I carefully scrutinised each item, squeezing the insects between my fingers and stamping on them. The nylon bags that held the food were full of holes, and streams of insects busily gnawed at the leather of my shoes. I shook them off and crushed them beneath my feet. It was a great relief finally to put my shoes back on, and I went on ridding my possessions of termites.

It became evident from the stench emanating from me and from the nets what had happened. What a fool I was! Why hadn’t I thought of it before? The urine. It was because of the urine. Karl had told us that urine attracts insects. There must have been a nest of termites somewhere nearby, and the smell of fresh urine had attracted them for a salty, late-night snack. I looked over at the teeming circle, and my skin crawled. What a horror. How had I survived it? Where had I gotten the strength? I put my pack on my back and got out of there as fast as I could.

My feet felt as if I were walking barefoot over hot coals, each step a piercing pain. I kept my head bowed, leaned on my walking stick, and trod mechanically on.

Just let me get to the beach.

I would lie there, rest, and wait for rescue. If someone came looking for me, I would be saved. If not, at least I would die there in peace.

I suppose that it was a nice enough day, but that no longer made any difference to me. I walked along apathetically, falling on all fours whenever I came to an incline. My elbows and knees were raw and bloody, but the thick layer of mud that clung to my body covered my wounds. I dragged myself forward, clutching at roots and bushes, and for a moment lay perfectly still, sprawled on the earth. I could hear the river, but I couldn’t see it.

I have to go on. I can’t give up.

I saw a cluster of nettles nearby and dragged myself over to them, touching them with both hands. Their sharp sting helped me forget the agony of my feet. I came upon a tree whose lower boughs were swarming with the familiar little ants, fire ants. I must have been nearly delirious. I shook the branches and let the ants shower down on my head, crawl along the nape of my neck, my back, and into my pants. I walked on with the bite of ants burning into my body and derived a strange pleasure from the pain. Anything was better than thinking about my feet.
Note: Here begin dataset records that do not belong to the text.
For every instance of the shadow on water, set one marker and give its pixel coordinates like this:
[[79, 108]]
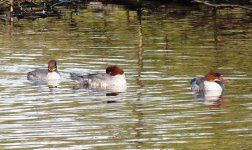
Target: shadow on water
[[160, 48]]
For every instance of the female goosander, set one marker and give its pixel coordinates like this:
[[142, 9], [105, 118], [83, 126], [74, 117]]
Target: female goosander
[[113, 78], [45, 74], [209, 87]]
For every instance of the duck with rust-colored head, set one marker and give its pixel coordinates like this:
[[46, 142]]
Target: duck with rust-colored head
[[50, 73], [113, 78], [209, 86]]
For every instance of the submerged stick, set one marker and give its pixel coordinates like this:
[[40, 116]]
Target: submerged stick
[[216, 6]]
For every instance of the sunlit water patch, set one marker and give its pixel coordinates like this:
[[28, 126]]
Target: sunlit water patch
[[160, 52]]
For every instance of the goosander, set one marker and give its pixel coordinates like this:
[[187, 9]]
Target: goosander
[[50, 75], [210, 87], [113, 79]]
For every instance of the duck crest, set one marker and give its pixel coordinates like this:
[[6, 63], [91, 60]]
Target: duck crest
[[52, 66], [114, 70], [212, 76]]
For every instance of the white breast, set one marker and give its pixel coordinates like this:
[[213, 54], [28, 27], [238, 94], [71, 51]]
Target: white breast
[[53, 76], [212, 90]]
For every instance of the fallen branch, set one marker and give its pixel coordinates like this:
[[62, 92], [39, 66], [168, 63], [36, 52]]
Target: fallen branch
[[218, 6]]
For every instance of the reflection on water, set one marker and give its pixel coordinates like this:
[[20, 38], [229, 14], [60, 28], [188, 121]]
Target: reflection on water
[[161, 50]]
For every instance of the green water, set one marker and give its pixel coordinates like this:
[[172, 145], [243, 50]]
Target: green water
[[160, 51]]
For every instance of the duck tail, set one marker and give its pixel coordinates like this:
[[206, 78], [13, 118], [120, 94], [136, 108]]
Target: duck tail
[[74, 76]]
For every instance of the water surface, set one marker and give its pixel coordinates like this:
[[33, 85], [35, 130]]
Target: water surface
[[160, 50]]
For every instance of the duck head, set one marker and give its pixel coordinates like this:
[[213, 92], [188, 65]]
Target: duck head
[[52, 66], [213, 76], [114, 70]]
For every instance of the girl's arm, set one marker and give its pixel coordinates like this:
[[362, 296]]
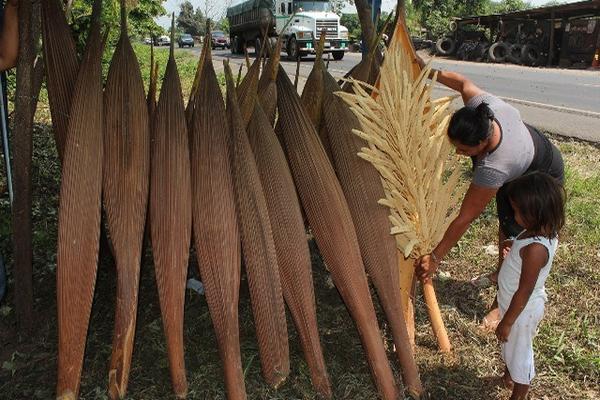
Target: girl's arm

I was weak and famished. From time to time I would fall forward to lap up a little water from a brook that crossed my path. Toward noon I lost all awareness of where I was setting my feet and fell into another bog. I sank swiftly up to my knees and then up to my waist. Again I tried forcing my legs out, and almost got one foot out of my shoe, but not out of the mud.
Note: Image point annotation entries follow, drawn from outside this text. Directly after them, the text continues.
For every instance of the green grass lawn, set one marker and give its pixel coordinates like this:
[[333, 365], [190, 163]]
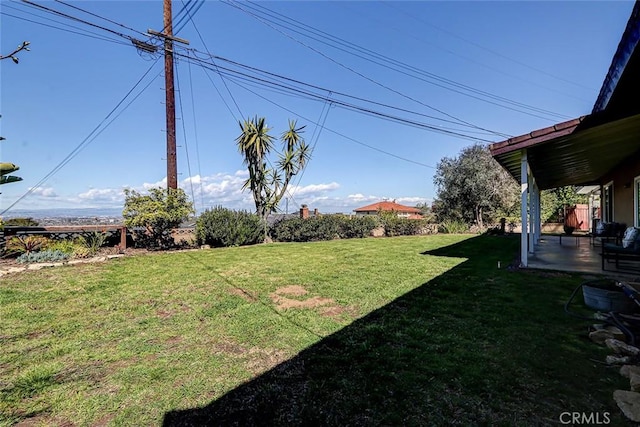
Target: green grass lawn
[[391, 331]]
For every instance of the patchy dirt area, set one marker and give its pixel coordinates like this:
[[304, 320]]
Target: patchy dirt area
[[285, 298], [245, 295], [11, 265], [284, 302], [294, 290]]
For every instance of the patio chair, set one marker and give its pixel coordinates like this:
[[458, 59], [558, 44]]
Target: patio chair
[[628, 250]]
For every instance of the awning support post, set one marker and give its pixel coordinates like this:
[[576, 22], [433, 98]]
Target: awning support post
[[524, 199]]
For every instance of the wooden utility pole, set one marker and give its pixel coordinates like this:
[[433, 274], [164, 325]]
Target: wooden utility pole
[[167, 35], [172, 165]]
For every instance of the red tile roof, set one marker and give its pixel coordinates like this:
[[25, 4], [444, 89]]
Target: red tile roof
[[388, 206]]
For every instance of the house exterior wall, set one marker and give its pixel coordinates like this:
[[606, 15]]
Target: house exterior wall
[[623, 189]]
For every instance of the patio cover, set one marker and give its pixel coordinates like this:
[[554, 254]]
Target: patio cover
[[580, 151], [576, 152]]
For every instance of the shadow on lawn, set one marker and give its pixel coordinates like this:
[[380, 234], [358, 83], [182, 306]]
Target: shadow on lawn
[[475, 345]]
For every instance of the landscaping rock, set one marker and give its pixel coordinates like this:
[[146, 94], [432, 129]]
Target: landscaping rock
[[617, 333], [618, 360], [377, 232], [621, 348], [634, 382], [628, 370], [629, 403], [600, 336]]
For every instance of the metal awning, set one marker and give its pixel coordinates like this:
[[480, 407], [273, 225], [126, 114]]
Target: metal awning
[[577, 152]]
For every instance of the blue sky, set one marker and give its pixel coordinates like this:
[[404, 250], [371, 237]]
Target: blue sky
[[454, 61]]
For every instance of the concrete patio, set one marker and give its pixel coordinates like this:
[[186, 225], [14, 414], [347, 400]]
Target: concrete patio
[[576, 254]]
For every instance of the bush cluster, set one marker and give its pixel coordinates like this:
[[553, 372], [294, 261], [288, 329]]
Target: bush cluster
[[46, 255], [43, 249], [225, 227], [395, 226], [325, 227], [453, 227]]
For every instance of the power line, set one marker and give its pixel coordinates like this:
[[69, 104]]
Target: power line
[[223, 82], [85, 34], [90, 137], [388, 4], [466, 58], [338, 133], [73, 18], [359, 73], [100, 17], [195, 131], [305, 30], [323, 89], [184, 133], [361, 109]]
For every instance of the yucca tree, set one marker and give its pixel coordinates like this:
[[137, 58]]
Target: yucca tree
[[268, 183]]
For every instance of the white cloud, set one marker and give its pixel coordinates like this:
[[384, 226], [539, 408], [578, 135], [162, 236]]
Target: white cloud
[[43, 192], [102, 194], [313, 190], [361, 197]]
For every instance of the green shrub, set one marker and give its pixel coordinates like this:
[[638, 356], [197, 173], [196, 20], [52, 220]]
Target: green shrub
[[357, 226], [47, 255], [224, 227], [324, 227], [311, 229], [21, 222], [151, 217], [74, 248], [453, 227], [93, 242], [25, 244]]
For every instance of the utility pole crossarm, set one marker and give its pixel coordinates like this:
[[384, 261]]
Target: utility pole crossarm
[[167, 35]]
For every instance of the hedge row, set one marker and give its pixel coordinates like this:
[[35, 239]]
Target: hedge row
[[225, 227], [325, 227]]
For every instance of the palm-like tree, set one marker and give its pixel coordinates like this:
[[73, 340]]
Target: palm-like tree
[[268, 185]]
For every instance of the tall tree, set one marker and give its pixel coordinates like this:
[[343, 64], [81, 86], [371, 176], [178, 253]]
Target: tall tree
[[473, 187], [268, 183]]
I no longer thought of my family but simply longed for death. Then, once again, I changed my mind. I fought on and on and found myself inexplicably out of the bog. Some unseen hand had freed me. I myself hadn’t the strength. I was convinced that a miracle had taken place.
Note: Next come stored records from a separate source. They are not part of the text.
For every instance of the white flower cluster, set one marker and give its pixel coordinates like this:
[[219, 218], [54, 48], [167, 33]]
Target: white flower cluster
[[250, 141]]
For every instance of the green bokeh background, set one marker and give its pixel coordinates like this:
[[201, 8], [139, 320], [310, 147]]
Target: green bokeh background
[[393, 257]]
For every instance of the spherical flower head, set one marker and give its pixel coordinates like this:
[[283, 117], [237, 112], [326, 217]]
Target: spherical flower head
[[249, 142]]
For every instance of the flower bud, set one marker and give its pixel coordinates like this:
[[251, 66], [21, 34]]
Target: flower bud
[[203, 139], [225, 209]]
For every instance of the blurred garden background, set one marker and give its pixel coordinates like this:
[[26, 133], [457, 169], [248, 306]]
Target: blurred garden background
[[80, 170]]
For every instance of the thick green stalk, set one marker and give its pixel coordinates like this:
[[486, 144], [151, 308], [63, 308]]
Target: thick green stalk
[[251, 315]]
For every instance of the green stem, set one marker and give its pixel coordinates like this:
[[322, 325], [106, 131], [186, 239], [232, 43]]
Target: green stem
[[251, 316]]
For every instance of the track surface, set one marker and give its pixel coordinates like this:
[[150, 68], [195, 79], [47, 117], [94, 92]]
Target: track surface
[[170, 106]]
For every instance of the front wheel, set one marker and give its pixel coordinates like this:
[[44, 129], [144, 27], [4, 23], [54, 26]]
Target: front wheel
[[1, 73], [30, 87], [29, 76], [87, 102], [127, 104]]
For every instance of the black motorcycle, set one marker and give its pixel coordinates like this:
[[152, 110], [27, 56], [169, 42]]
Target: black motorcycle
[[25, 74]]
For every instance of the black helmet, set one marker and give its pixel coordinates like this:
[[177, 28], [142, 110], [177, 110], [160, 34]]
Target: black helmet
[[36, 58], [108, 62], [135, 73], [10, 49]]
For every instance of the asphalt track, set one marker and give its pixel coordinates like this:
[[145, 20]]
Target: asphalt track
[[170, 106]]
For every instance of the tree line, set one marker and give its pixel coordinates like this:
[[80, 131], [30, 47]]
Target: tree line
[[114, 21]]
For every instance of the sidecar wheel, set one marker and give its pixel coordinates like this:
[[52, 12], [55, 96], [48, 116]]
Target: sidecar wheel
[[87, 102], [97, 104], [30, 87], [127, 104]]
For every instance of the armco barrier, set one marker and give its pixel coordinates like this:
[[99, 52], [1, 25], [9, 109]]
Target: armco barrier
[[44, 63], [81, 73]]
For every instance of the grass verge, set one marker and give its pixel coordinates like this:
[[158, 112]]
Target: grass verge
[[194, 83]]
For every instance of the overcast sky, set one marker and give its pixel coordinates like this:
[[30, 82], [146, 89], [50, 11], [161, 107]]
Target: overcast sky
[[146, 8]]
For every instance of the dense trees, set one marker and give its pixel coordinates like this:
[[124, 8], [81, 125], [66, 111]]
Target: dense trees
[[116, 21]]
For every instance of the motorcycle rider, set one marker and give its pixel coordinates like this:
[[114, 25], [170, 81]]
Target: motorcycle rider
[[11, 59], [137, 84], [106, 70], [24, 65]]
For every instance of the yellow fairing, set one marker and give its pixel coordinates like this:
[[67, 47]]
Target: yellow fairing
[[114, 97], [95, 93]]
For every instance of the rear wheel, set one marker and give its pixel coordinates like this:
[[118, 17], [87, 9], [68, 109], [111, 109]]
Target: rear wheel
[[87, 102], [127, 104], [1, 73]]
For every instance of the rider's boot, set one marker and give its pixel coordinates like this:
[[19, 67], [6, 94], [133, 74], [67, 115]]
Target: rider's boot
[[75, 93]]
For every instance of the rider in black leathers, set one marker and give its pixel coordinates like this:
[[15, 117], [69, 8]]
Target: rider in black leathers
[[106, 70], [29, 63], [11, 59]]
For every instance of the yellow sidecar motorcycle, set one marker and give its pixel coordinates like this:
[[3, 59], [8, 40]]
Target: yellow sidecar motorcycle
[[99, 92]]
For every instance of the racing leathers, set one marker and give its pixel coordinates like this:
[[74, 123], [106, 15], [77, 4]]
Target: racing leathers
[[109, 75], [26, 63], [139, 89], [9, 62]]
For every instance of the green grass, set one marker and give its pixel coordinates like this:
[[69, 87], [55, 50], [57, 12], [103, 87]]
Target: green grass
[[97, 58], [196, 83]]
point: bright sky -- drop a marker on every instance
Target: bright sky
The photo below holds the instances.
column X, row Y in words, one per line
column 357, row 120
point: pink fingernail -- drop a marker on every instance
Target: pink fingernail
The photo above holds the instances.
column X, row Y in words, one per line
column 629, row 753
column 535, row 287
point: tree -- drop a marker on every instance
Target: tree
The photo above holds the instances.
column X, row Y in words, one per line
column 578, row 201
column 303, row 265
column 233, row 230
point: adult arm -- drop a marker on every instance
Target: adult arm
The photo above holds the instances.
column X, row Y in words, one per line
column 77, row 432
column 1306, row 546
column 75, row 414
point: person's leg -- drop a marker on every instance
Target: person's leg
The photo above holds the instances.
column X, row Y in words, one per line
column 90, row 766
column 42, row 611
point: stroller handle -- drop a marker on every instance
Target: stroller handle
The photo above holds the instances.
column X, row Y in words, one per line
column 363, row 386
I came to a steep wadi, about ten feet deep. It seemed familiar, but I couldn’t recall why. I fell while climbing down the wall, plunging to the water, scraped and bruised by rocks on the way. Climbing back up the other side was easier. I found myself crawling past the wadi and got up to walk. I was certain that Jaguar Beach couldn’t be far away, probably just around the bend. Distracted by that thought, I almost stepped on a large turtle. It took a quick glance at me and then pulled its head inside its shell. It was a tortoise and must have weighed ten pounds. I was starved and stood there staring at it. Now and again it poked its head out of its shell to see if I was still there and then drew back inside. I considered tying it to my pack and carrying it with me to the beach, but it was too heavy. Perhaps I could hit it with a large rock, break its armour and eat it raw. The turtle stuck its head out again, meeting my gaze with eyes that struck me as sad. I recalled how my own life had only a short while ago been miraculously saved.